I'm in the process of planning my own coffee shop too and sound like I'm at a similar stage. I've spoken to my local council who've been pretty helpful so far.

Does the property you're going for already have Class 3 use or do you need to obtain planning permission for a change from, say, Retail use?


----------



## Jurce (Mar 23, 2012)

Hi bdt,

It's a Class 1. My local council is not helpful at all. I was told to provide the documentation and then Council would decide if it's ok to open the coffee shop.Do you need to provide any of the above documentation?


----------



## bdt (Sep 13, 2011)

They haven't asked for it yet but I did stress that it was only a tentative enquiry at this stage.

My understanding is that the council's Planning Dept check that any proposed change in use complies with their various policies. The 3 that they said would be relevant was their District policy (just checking that the proposed change in use doesn't contradict how they see they area developing), another policy which I forget the name of but was basically to do with Smell and Noise pollution as the property adjoined residential property (they say the Environmental Health Dept ultimately have the say on this but again didn't anticipate a major problem) and they also said, as it's an old building, that any exterior changes be "sympathetic towards the traditional look of the bulding" which I don't expect to be a problem as it's painted very brightly at the moment and if anything I'd be toning it down quite a bit.

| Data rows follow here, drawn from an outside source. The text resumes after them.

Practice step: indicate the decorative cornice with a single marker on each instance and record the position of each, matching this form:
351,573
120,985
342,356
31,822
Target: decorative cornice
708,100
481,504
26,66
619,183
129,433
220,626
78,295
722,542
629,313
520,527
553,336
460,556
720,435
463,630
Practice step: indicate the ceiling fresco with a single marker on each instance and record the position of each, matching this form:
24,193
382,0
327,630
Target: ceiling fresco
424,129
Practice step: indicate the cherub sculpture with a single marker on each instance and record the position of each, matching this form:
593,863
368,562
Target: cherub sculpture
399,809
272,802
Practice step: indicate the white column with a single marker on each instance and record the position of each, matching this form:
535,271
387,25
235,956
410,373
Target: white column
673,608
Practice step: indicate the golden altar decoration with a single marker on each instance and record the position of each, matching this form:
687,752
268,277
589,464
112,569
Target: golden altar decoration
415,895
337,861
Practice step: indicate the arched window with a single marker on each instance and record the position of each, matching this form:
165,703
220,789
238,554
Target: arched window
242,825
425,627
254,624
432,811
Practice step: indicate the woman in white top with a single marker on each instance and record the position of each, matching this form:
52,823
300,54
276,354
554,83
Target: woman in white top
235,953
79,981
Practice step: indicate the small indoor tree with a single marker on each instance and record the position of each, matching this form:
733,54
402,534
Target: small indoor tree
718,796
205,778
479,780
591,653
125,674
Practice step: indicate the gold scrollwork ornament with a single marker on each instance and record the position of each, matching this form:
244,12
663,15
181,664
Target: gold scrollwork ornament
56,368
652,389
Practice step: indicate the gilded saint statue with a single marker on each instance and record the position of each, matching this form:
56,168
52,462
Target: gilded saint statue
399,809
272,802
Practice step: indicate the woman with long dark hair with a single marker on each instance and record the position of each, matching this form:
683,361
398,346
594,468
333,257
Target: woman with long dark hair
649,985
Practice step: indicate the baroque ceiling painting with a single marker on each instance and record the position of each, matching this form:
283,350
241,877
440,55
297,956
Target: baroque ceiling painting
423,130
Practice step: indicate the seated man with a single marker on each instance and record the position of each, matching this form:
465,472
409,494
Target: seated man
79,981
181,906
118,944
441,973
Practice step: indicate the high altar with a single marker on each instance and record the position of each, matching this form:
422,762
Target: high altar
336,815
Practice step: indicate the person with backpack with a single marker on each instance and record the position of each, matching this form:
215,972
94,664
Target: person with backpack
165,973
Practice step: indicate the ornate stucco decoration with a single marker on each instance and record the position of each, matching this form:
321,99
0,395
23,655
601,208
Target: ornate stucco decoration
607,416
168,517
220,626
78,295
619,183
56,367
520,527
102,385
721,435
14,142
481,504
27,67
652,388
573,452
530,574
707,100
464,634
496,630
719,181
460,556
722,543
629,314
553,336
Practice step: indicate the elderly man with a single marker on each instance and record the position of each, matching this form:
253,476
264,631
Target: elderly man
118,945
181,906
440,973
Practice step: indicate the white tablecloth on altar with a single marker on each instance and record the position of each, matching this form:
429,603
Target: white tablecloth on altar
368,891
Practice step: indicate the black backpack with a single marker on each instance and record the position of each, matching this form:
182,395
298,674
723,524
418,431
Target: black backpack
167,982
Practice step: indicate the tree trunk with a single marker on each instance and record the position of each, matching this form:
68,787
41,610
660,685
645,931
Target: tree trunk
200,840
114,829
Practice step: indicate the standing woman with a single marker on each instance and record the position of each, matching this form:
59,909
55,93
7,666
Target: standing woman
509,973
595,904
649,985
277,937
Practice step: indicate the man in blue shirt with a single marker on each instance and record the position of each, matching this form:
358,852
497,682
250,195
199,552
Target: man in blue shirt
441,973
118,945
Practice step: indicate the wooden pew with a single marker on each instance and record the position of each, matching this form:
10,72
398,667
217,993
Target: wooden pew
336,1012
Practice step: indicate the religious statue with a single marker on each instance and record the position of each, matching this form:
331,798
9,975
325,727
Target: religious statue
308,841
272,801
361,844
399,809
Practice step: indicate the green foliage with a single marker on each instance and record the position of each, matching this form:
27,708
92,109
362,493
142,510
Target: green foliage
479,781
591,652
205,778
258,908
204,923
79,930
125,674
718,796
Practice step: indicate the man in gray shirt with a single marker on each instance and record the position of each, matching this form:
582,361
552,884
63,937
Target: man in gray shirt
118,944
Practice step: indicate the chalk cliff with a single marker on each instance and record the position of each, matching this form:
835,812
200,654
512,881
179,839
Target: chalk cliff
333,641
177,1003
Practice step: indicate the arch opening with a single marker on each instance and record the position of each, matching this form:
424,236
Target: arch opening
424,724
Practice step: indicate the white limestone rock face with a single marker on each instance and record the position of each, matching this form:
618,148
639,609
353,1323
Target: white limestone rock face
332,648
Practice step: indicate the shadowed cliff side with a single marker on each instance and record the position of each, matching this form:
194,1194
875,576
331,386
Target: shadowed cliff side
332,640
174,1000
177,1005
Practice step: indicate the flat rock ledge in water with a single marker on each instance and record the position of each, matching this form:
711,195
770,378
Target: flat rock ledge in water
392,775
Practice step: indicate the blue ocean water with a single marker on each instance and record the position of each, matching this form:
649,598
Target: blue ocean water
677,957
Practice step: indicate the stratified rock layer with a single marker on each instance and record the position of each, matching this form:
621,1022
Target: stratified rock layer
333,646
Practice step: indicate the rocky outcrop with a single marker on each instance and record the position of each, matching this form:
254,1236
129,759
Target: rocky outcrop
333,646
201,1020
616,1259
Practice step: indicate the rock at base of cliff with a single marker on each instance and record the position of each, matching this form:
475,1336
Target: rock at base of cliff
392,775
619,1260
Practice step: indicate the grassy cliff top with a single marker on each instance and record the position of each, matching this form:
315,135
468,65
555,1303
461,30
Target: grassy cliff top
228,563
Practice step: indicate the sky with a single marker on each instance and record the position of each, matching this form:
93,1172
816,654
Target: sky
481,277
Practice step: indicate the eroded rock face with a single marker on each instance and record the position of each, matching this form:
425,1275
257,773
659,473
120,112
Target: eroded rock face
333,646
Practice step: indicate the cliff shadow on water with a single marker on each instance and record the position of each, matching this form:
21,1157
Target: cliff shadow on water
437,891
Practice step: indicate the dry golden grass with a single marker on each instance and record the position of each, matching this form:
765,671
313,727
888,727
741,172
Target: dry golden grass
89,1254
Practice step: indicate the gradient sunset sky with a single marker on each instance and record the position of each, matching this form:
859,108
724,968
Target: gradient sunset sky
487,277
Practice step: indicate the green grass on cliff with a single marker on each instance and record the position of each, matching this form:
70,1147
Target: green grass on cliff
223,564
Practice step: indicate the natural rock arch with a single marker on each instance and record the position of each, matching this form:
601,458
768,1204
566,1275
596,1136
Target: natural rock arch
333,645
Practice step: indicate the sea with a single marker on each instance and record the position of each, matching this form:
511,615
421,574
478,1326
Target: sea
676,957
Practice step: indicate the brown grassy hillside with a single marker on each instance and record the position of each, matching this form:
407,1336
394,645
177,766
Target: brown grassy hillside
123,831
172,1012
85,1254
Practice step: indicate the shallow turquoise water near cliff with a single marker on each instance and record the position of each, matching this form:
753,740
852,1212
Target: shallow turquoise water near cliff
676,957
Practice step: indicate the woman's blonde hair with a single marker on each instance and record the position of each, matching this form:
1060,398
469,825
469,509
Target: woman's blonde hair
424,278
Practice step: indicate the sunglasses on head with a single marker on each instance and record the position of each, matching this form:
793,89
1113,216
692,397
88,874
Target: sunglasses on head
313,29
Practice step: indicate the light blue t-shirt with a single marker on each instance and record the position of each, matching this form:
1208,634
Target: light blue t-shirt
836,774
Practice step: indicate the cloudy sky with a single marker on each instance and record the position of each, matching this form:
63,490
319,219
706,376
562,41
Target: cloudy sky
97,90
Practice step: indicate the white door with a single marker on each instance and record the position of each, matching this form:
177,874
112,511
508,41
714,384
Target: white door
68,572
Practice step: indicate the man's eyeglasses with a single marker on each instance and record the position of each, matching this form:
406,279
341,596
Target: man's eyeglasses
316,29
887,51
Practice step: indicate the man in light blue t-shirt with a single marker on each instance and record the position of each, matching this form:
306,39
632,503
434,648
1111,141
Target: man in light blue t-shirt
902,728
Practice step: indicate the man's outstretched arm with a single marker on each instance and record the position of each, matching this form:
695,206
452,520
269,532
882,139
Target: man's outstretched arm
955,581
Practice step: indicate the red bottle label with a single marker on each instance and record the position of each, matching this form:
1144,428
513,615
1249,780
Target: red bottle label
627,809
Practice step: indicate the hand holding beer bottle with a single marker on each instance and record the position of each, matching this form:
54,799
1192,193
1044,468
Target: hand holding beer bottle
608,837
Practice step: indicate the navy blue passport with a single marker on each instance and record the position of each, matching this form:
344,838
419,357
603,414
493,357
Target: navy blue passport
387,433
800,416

Presuming this was a written or email communication, I'd just give them a ring and ask if they can elaborate and maybe give you some pointers of who you can speak to.

Any structural changes (adding toilets, etc) will require a building warrant so you'll need an architect to submit detailed drawings of the proposed changes. Again, the council have invited me down for a meeting with the architect to discuss things in principal before I start racking up architects fees for something that's possibly a non-starter.


----------